“Nobody’s interested in magic anymore,” Nathan heard his grandfather say time and time again. As a child he didn’t understand – after all, every day the news ran stories of people with thrilling and sometimes dangerous powers brought about by the Awakening, of legendary creatures emerging from the wilderness. One couldn’t even go to the store without seeing several “enchanted” children; those the media had dubbed “elves” and “dwarves.” Magic was everywhere, and it was on the lips of everyone he saw. Recently a fellow student accidentally set fire to the science lab when he discovered a connection to the world’s magic energy, and there was no question in anyone’s mind that it had returned in full force, certainly not after that fateful October morning the world would come to remember as “Goblinization Day.”

Perhaps his grandfather, a man whose trembling fingers could hardly hold a teacup, was in denial, Nathan thought as he grew. With all the changes the world underwent, he spent all hours inside, drawing the curtains tight against the harsh reality outside. Nathan felt sorry for the man who had helped raise him, determined as he was to reject all the awakened world had to offer. He still preferred outdated, paper currency instead of credsticks, loved the old Ford in his driveway that, as long as Nathan could remember, never ran, and waved away all of the conveniences of the modern age with a gruff hand-wave. To the boy he felt it would be like someone in his grandfather’s time rejecting electricity or shunning hot food on principle alone. He had never even been on the Matrix.

Though the struggles that gripped the world in the first half of the 21st century, the home of Nathan’s grandfather was a static and unchanging time-capsule. Analog clocks, an aged stovetop, a turn-dial microwave, and old lights filled with incandescent bulbs greeted what few visitors he allowed inside.
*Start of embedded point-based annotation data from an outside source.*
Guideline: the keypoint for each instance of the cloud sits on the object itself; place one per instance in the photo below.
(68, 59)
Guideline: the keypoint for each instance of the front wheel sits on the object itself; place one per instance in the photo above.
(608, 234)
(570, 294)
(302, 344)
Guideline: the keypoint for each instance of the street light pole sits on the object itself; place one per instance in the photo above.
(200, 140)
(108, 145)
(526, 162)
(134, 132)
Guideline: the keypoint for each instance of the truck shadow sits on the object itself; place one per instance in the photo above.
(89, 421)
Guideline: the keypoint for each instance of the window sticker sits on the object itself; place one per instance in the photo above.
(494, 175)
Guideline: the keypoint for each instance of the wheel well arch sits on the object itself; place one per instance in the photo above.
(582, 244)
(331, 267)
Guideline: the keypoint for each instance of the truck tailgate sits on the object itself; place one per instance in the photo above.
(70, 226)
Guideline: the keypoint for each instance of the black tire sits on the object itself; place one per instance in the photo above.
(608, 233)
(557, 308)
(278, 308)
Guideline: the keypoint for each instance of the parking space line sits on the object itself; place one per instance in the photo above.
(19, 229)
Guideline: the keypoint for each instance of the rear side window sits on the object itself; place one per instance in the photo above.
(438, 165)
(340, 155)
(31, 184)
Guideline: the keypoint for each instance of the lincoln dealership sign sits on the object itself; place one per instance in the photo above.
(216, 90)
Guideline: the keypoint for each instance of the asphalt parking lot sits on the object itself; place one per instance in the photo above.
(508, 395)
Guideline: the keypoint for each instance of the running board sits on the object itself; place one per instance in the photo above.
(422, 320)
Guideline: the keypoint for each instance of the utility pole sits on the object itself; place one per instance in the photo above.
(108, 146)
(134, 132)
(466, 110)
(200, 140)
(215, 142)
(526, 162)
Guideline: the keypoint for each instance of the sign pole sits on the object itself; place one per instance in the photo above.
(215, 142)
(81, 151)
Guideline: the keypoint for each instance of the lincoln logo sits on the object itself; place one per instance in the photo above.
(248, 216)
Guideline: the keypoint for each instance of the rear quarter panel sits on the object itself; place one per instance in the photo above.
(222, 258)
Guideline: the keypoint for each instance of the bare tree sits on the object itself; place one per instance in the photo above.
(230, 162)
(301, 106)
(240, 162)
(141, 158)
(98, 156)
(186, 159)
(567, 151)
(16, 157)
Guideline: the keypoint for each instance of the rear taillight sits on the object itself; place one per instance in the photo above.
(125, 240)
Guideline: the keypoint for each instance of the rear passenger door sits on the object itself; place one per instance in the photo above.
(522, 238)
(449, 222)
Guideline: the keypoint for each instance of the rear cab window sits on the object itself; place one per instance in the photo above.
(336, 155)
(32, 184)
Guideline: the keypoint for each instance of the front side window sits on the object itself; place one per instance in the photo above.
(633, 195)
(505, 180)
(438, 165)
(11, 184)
He watched old-time movies on disks, abhorring even the idea of trideo or, heaven forbid, simsense. He spent his evenings reading dusty paperback books in favor of the modern e-displays on which most everything in the 2040s was written. He was alone in the world of the past, grumbling that all the magic had left the world – Nathan could not comprehend his grandfather’s mindset, seeing nothing but magic for himself outside every door and every window.
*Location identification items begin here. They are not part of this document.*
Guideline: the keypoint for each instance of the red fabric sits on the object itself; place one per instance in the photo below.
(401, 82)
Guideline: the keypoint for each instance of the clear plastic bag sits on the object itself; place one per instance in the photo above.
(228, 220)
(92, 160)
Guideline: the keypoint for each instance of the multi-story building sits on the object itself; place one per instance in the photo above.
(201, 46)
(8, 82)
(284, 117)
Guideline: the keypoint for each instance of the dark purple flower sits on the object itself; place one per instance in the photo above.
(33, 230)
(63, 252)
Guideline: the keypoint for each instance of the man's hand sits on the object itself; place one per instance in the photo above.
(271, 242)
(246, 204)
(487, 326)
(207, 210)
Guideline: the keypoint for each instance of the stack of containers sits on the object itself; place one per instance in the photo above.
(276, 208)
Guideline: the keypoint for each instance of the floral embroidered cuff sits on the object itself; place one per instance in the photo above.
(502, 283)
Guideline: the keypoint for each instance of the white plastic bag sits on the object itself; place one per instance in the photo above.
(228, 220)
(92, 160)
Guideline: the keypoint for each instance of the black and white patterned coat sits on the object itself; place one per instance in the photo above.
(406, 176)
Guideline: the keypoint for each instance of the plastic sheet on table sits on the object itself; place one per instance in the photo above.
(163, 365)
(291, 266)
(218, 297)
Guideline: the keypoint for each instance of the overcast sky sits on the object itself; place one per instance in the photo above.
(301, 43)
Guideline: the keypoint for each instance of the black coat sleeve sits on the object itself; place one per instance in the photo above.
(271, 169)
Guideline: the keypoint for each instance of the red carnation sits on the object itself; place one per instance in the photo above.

Nathan visited his grandfather less and less frequently as the years drew on, and with a heavy sigh realized he couldn’t remember the last time he had seen the old man when the certified datacom reached him, announcing his passing. Nathan was the only family his grandfather had left, after the ravages of the VITAS plagues, and with unenthusiastic shoulders he entered the house his grandfather had built, resting amid a neighborhood that no longer resembled the quiet community in which it was once a part.
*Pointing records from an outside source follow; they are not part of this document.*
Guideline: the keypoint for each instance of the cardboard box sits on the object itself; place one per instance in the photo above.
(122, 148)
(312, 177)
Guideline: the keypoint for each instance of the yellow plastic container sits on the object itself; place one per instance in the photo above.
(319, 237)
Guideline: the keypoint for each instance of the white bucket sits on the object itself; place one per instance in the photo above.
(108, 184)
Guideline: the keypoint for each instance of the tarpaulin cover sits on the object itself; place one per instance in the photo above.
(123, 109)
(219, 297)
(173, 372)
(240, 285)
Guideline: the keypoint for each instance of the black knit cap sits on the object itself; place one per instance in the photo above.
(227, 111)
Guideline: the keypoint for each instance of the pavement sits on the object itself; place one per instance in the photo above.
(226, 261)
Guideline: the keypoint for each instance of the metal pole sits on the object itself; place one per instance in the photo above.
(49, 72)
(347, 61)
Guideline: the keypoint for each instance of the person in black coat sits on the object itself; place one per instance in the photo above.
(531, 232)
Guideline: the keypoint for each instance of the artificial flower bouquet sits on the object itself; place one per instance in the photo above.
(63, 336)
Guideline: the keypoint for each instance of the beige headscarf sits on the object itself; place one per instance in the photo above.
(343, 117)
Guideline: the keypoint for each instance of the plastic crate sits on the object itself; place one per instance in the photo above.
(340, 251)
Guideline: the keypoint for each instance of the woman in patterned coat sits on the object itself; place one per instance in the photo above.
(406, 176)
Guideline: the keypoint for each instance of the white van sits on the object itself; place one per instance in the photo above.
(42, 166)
With resigned apathy Nathan began to box up those things which might still hold value; he had no interest in much of the antique belongings but knew some collectors would pay for special or unique trinkets from a lost age. With a near-continual frown  he emptied the dusty closets, pulling coats and jackets whose styles would never come back, shoes that hadn’t been worn for decades, and boxes filled with photographs. “How mundane,” Nathan thought as he pulled bin after bin of the old man’s memories, some faded beyond recognition.

Underneath an old trench coat, curiously not hung with the rest of the aged jackets, was however a box that gave Nathan pause. A simple cedar box, perhaps once used to hold cigars, simply labeled “Magic.” It seemed to have no latch yet was secured against simple prying, he found, and was far lighter than he expected. It was real wood, and even smelled faintly, though Nathan wasn’t sure he had ever encountered real cedar before, let alone handled real wood – plastiboard was far more durable and cheaper, especially since the Native Americans had closed off what few forests remained on the continent.

He carried the box to the nearby bed, turning it over in his hands. Sitting heavily next to the piles of coats he had extracted from the deep closet, he peered closely at the simple yet exceeding craftsmanship of the box. After leaning in close, he began to notice a small seam; the lid was not meant to hinge, but rather to slide open.

A smile creeping across his lips, Nathan pulled the top free, half-expecting the box to be empty.